2012 Ingmar Bergman Lifetime Achievement Award

In my 2005 BAM Awards wrap-up, I wrote how I was considering creating a Lifetime Achievement Award and giving it to Ingmar Bergman. The idea was to award him upon completion of his swan song that proved unnecessary when I saw Saraband and it was one of my favorite films of that year and he won Best Director.

It seems this prize has now come full circle as another great director has made what he claims (and right now I believe him) is his last film and it is a great one. This year’s recipient is Bela Tarr.

Tarr is a director I’ve come to know well. However, when I first learned of him and what many consider to be his masterpiece (Satantango) I knew nothing save for the plot of the movie, that it was very long and I had to see it. I went in fairly cold and there was a sort of kinship there. I connected and I got it. That connection extended through much of Hungarian cinema, but it started with Tarr and it started instinctually.

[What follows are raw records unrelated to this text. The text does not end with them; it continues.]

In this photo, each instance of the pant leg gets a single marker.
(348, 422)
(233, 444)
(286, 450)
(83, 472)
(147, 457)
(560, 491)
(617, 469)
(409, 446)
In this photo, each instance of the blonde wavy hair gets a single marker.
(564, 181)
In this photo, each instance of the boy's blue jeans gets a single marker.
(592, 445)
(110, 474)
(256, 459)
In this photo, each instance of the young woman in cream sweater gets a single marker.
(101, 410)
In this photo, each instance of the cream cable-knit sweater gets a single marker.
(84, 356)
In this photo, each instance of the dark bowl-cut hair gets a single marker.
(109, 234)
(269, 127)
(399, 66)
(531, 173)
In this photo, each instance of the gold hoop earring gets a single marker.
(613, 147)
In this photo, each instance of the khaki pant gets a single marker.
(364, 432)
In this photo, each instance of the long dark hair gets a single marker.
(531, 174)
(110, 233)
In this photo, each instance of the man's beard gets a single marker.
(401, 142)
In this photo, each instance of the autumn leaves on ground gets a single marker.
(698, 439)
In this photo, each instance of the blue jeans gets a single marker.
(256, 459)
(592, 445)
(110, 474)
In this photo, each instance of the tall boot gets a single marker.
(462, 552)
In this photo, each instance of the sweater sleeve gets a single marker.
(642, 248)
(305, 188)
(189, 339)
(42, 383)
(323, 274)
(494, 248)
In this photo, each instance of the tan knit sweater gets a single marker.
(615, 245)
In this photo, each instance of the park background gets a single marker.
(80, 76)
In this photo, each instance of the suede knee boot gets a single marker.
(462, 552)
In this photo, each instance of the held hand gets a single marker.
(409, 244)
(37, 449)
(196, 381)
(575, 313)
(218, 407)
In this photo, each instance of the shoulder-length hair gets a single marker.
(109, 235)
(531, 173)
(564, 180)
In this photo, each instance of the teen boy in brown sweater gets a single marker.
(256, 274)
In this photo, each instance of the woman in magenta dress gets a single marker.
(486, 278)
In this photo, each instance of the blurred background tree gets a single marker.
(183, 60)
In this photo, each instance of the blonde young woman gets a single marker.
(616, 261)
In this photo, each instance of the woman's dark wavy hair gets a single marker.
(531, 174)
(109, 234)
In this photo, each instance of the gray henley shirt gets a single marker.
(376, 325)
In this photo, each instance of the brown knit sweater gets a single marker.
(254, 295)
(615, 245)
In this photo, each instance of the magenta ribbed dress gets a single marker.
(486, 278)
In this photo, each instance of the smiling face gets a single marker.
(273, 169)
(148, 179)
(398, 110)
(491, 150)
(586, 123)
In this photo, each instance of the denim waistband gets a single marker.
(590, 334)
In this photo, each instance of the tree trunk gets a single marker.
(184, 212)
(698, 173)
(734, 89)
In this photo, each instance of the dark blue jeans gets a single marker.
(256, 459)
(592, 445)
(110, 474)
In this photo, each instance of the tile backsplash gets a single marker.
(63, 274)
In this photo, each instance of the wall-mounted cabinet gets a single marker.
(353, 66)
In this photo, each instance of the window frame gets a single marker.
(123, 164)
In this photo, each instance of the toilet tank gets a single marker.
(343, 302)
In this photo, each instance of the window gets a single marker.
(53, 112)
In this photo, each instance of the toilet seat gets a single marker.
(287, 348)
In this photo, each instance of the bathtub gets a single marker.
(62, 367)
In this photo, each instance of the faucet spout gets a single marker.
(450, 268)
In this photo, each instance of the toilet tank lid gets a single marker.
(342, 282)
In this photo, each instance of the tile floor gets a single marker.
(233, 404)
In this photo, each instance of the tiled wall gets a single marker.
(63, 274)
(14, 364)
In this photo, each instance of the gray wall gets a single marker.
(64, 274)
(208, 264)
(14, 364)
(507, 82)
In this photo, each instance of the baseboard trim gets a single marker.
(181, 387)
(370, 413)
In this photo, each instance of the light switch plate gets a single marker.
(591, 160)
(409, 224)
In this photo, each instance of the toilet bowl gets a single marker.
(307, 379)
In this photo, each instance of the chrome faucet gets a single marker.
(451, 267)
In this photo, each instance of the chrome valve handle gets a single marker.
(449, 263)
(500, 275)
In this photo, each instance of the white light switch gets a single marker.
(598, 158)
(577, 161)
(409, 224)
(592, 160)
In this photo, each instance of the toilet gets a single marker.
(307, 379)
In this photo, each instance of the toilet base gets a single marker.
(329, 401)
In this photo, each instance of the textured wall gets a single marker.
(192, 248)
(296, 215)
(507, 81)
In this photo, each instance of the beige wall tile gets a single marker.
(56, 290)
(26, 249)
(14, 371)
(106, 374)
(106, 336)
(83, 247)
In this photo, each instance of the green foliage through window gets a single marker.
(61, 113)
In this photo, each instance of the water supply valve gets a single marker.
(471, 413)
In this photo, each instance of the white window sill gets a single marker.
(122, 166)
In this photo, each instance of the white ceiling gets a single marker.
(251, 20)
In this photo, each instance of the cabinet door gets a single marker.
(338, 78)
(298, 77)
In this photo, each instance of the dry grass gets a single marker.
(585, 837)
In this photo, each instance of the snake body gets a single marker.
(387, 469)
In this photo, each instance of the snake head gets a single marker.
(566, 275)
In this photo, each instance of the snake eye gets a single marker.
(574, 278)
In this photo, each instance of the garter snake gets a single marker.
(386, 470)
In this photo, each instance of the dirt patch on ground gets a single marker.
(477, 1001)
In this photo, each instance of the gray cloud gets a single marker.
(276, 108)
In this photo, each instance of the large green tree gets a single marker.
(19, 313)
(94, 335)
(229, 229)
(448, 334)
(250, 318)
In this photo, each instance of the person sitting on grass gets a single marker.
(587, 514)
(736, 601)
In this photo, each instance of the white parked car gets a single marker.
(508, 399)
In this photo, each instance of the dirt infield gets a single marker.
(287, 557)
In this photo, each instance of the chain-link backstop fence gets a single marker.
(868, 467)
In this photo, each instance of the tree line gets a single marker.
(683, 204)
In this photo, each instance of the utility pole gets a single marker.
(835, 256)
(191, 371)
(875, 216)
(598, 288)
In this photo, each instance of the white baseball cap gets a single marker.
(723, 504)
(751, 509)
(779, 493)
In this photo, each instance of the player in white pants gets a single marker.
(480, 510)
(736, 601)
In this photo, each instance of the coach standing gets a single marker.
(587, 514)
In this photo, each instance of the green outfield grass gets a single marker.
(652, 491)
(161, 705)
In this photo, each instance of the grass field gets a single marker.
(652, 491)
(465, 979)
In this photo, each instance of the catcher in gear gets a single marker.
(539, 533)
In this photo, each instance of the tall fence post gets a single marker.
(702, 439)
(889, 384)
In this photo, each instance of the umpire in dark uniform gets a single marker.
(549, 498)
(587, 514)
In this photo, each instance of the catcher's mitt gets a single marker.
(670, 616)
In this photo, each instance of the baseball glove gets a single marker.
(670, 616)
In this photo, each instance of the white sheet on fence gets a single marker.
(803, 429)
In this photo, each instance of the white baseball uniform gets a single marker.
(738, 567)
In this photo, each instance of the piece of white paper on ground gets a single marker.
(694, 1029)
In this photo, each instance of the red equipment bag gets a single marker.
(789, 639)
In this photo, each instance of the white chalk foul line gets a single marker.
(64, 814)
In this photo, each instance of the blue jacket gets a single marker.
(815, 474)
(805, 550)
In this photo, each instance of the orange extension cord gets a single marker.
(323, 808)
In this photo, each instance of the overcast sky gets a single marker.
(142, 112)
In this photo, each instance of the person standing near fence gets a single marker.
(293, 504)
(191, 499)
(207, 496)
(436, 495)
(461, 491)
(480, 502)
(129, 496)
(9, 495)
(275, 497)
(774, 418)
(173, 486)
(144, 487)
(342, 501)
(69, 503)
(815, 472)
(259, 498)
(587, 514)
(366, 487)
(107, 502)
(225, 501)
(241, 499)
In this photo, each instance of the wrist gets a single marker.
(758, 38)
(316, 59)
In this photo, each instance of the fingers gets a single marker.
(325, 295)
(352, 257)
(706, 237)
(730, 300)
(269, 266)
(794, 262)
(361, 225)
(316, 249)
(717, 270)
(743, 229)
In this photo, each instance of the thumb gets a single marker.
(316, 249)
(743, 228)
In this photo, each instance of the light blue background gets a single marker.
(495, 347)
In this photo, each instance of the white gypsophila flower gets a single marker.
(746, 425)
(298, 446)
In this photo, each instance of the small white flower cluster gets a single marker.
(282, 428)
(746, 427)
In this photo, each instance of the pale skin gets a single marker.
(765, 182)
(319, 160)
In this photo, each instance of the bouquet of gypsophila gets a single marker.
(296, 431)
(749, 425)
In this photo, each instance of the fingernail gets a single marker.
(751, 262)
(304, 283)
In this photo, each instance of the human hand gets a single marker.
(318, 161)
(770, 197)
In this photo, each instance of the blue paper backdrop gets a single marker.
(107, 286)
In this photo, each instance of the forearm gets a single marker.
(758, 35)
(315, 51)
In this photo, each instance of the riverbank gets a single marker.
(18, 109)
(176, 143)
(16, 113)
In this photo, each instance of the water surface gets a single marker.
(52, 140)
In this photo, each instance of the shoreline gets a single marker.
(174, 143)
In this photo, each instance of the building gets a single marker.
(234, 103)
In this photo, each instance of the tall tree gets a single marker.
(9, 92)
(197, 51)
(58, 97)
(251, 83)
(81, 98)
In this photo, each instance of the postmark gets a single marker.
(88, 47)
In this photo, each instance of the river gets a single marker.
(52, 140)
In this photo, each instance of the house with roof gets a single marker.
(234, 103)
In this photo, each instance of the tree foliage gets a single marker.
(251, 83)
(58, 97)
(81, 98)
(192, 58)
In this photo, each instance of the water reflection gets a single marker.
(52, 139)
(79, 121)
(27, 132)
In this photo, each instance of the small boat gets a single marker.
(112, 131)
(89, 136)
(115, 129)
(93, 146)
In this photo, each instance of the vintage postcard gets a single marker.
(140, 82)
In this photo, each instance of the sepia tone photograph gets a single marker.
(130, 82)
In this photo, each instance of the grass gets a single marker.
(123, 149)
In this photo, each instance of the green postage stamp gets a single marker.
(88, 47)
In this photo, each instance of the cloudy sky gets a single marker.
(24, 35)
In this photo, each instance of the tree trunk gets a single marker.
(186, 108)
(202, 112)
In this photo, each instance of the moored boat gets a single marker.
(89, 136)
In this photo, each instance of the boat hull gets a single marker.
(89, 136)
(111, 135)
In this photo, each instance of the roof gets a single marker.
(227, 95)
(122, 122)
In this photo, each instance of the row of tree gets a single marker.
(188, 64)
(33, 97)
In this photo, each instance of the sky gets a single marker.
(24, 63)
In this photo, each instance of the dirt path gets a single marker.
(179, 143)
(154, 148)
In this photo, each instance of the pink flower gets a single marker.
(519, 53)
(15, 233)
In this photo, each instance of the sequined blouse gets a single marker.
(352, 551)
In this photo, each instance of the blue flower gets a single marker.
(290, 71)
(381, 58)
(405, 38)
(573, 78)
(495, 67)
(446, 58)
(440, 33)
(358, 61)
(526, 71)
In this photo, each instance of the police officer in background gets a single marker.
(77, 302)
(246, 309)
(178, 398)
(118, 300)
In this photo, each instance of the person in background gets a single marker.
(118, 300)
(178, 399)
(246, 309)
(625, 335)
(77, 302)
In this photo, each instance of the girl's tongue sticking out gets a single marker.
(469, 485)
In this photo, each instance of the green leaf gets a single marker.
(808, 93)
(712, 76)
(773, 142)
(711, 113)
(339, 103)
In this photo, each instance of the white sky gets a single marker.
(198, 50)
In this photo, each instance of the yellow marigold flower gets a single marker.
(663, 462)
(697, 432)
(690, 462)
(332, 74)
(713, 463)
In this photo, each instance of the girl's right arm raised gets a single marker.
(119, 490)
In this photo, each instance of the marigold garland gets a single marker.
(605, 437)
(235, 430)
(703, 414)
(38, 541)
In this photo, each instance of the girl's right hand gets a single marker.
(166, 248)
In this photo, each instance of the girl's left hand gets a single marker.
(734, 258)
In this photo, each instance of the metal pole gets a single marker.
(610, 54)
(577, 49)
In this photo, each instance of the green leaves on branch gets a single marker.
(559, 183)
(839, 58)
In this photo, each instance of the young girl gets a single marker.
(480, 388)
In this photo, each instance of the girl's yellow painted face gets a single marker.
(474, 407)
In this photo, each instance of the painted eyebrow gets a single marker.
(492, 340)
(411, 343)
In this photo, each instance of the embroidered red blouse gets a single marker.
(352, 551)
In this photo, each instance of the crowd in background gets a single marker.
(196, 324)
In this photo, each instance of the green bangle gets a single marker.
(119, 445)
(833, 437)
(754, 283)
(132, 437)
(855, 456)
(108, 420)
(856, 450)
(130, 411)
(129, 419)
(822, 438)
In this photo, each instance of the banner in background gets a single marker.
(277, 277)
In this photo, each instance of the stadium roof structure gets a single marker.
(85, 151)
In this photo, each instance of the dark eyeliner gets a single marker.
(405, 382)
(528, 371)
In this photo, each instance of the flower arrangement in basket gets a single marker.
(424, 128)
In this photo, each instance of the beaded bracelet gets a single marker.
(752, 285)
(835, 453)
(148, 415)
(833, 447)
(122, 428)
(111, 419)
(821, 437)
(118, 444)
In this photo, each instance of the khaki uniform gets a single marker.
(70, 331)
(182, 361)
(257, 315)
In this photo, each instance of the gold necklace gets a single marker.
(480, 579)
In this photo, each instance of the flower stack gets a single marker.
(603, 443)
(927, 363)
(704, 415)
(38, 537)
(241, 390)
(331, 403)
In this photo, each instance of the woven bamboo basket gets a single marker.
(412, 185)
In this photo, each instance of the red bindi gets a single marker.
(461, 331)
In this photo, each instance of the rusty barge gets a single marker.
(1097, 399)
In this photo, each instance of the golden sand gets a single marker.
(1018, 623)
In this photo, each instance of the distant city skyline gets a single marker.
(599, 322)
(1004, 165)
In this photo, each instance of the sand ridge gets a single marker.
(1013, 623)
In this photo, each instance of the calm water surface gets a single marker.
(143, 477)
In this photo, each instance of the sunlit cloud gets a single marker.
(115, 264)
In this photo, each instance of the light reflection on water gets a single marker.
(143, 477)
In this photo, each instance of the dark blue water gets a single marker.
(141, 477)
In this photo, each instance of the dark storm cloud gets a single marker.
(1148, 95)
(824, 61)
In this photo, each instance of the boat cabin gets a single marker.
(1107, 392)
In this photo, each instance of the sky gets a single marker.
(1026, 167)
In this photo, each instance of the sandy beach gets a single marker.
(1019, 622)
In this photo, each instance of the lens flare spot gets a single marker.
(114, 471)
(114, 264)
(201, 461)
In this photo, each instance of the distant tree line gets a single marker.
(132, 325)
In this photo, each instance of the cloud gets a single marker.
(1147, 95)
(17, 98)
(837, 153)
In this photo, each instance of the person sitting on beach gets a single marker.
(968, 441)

I’ve since come to learn about him, read writings on his work – perhaps what is most fascinating about him is he went from stark cinéma vérité to an aesthetic all his own of long takes, moving cameras, black-and-white minimalist existentialism that is unique in all the world.

I’ve tackled Satantango a number of times, I agree it’s a film that could be viewed annually but I haven’t in a few years and its time to change that. I’ve, of course, seen as many of his films as possible.

It’s one I want to watch all over again. For one thing that is certain is that he proves that auteurism is indeed a live and well. He’s a rare breed, and is also giving back to the cinema fostering artists and striving for aesthetic excellence first and foremost.

The one thing that in my experience I’ve found Tarr has in common with Bergman is this brilliant final bow, his being The Turin Horse.

Tarr’s cinema is one that has evolved and is as exacting as Bergman’s, though not as prolific.

A great filmography is one where many films stand out and apart; Tarr has that:

Hotel Magnezit
Family Nest
The Outsider
Prefab People
Macbeth
Almanac of Fall
Damnation
Satantango
Journey on the Plain
Werckmeister Harmonies
The Man From London
The Turin Horse

I’ve come to know Hungarian cinema in part because of Bela Tarr and admire it. I admire this man, his work and his vision. This admiration grows leaps and bounds when you add the fact that he’s trying to help ensure the future of the artform in his home country, and around the world.

A great filmmaker’s films will last forever, even greater is the man whose trying to ensure cinema itself lasts forever.